Calculation of purchase propensity via means of machine learning proved its efficiency. Down below, an in-depth analysis of why and how we calculate purchase propensity with machine learning follows.
Marginal propensity of consumers toward a product or a service is generally guessed by suppliers, so demand shifts, market movements, and financial alterations, although they have an impact, are overlooked. In fact, not being able to keep records and data causes so many problems in terms of calculations of these metrics that providers are left to guess only. Problem is that purchase propensity is a major driving force of most transactions. Who will buy this product? and which product is going to be bought by whom? are the questions pulling the strings of selling strategies. However, without a proper data collection and means of utilizing them, every strategy is dull. In particular, without a proper way of calculating purchase propensity, selling strategies are missing on so many levels.

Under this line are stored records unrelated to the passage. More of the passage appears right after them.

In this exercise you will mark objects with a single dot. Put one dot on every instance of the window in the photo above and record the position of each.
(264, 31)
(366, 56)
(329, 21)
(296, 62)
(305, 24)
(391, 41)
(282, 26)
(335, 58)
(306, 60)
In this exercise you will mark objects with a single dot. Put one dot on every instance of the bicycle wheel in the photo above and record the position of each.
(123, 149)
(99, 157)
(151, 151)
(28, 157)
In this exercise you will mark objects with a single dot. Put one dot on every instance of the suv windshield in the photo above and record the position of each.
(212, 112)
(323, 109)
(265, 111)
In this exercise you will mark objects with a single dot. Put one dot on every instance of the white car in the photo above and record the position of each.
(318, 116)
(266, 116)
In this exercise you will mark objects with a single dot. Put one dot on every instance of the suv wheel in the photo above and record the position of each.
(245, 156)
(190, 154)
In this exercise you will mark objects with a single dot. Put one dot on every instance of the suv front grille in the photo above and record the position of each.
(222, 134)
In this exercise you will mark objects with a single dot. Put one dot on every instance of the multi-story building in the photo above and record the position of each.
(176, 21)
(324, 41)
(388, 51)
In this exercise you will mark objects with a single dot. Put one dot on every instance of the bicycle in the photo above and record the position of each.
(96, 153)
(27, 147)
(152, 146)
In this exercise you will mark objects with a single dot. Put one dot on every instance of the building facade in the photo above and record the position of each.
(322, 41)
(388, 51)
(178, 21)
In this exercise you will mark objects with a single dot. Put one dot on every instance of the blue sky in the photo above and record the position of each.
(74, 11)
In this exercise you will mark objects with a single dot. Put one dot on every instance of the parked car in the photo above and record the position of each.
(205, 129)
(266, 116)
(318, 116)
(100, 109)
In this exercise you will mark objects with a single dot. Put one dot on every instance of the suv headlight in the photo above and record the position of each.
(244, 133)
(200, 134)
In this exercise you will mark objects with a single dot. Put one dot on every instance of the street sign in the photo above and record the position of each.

Why we are yearning the information on likelihood of purchases for specific products has simple grounds. In order to put a sound selling strategy to work, one must know the facts on products’ place in market demand. That is, individual likelihood to buy a product or a service. Chances are high that a person signals if s/he is going to buy a certain item. Those signals may be ultimately exposed, or they can be hidden in so many layers of consumer behavior that revealing them needs too much work. Nonetheless, wherever the situation places, a certain amount of time and effort must be put on revealing purchase propensities of individuals. Thus, in a world where almost everybody becomes consumer, a willing consumer and an unwilling one must be differentiated in terms of their buying behaviors. Hence, both conventional statistical methods and the newest methods must be utilized. However, now the best way to calculate purchase propensity is machine learning.
Machine learning algorithms deal with purchase propensity predictions as they are dealing with other applications: correlation calculation. That is, as an individual's inclination to behave in a certain way changes, some parameters of this behavior can be nested into each other – forming a prediction model to anticipate customer propensity. Of course, this needs a vast amount of data to even start. However, e-commerce and e-marketing, where data collection is so easy (relative to off-line retail), have become so widespread that the only thing left is just turning that data into information for prediction models. Web behavior, email engagement, and feedback to websites, all are a huge source of data for starting out machine learning model formation.
Enhencer utilizes best algorithms to construct a predictive purchase propensity model for you. In incremental means, a propensity score is attained to every class (or group) of consumers. Then, a model is offered in which purchase and non-purchase classes (binary classifier) are tested. Hence, with further teachings and tests, classifier is expected to have a maximum accuracy on attaining propensity scores. If model is working well, we can see similarities between model and former marketing data. This way we are running an A/B testing to see if model works. Thus, with that model running we can spot the purchaser and non-purchasers so that a sound selling strategy can be formed such as factoring out the non-purchasers and leaning towards the highest likely one to purchase.